Comment by carsonfarmer
Comment by carsonfarmer 12 hours ago
You're right, we should delve into a comparison more with respect to prolly trees. We actually have a lot of experience with prolly trees, and have found, in practice, that you need to do a lot of the things that folks like dolt have had to do to make them work nicely. Whereas with G-trees, the basic implementation turns out to be quite nice (and extremely easy to reason about).
One of the biggest benefits of G-trees in my mind, is their ease of implementation. Additionally, we did a lot of work to explore their statistical properties, which doesn't exist for prolly trees (though in hindsight, we have done this, so should probably write it up formally).
Another thing that's worth investigating:
As the name implies, the sizes of nodes of Prolly trees and geometric search trees are geometrically distributed. My question is: is this really the right distribution to use?

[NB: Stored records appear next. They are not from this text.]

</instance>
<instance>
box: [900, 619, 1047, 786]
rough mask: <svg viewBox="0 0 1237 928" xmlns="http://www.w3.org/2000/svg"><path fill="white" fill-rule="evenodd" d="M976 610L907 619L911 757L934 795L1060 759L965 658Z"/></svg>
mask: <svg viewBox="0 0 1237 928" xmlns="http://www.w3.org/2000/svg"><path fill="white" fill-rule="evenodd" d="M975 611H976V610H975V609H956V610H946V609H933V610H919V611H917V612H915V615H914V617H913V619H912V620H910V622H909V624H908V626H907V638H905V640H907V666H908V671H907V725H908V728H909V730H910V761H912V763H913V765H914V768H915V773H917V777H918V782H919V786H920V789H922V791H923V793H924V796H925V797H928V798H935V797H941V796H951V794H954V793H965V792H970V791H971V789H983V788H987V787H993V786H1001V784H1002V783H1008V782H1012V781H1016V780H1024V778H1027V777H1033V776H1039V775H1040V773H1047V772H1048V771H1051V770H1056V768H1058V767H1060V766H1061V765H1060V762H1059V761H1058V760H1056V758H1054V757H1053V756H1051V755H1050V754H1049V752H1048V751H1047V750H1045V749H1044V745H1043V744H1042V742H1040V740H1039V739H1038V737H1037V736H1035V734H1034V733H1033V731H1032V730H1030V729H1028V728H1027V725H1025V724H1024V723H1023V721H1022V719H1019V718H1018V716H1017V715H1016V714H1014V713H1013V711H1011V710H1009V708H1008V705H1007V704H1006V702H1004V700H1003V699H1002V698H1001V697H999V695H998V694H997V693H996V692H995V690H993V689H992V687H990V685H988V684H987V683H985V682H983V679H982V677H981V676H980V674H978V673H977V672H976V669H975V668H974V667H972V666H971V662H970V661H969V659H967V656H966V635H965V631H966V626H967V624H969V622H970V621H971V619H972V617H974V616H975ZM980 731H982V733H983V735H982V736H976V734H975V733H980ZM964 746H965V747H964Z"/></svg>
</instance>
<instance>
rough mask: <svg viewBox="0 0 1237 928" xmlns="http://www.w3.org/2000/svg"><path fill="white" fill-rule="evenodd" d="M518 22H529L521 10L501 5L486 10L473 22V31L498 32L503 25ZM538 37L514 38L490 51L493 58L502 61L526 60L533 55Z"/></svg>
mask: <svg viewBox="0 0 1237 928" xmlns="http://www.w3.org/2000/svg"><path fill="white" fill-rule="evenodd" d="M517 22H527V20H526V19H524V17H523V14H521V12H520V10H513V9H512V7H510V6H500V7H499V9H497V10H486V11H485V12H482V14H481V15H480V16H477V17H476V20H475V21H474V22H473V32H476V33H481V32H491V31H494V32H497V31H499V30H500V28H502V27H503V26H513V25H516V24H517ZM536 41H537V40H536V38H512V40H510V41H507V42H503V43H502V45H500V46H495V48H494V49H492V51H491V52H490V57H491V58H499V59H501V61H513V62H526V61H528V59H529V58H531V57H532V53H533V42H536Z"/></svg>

The larger nodes get, the larger the probability is that they get mutated. This means that in a content addressed storage system, there will be more large objects than small ones. My gut feeling tells me that the distribution should be uniform, with the spread between min/max sizes bound by a small constant factor (2x? 4x?).
Some time ago I experimented with this, where I implemented a content defined chunking algorithm that chunks inputs at locations where the value of a rolling hash is maximal, as opposed to finding offsets at which the first/last n bits are zeros/ones. My observation was that this led to a 2-3% reduction in storage space usage. The source code for this can be found here:
https://github.com/buildbarn/go-cdc
Would it also be possible to model trees around this approach as well? If so, would this lead to better deduplication rates than Prolly/geometric search trees?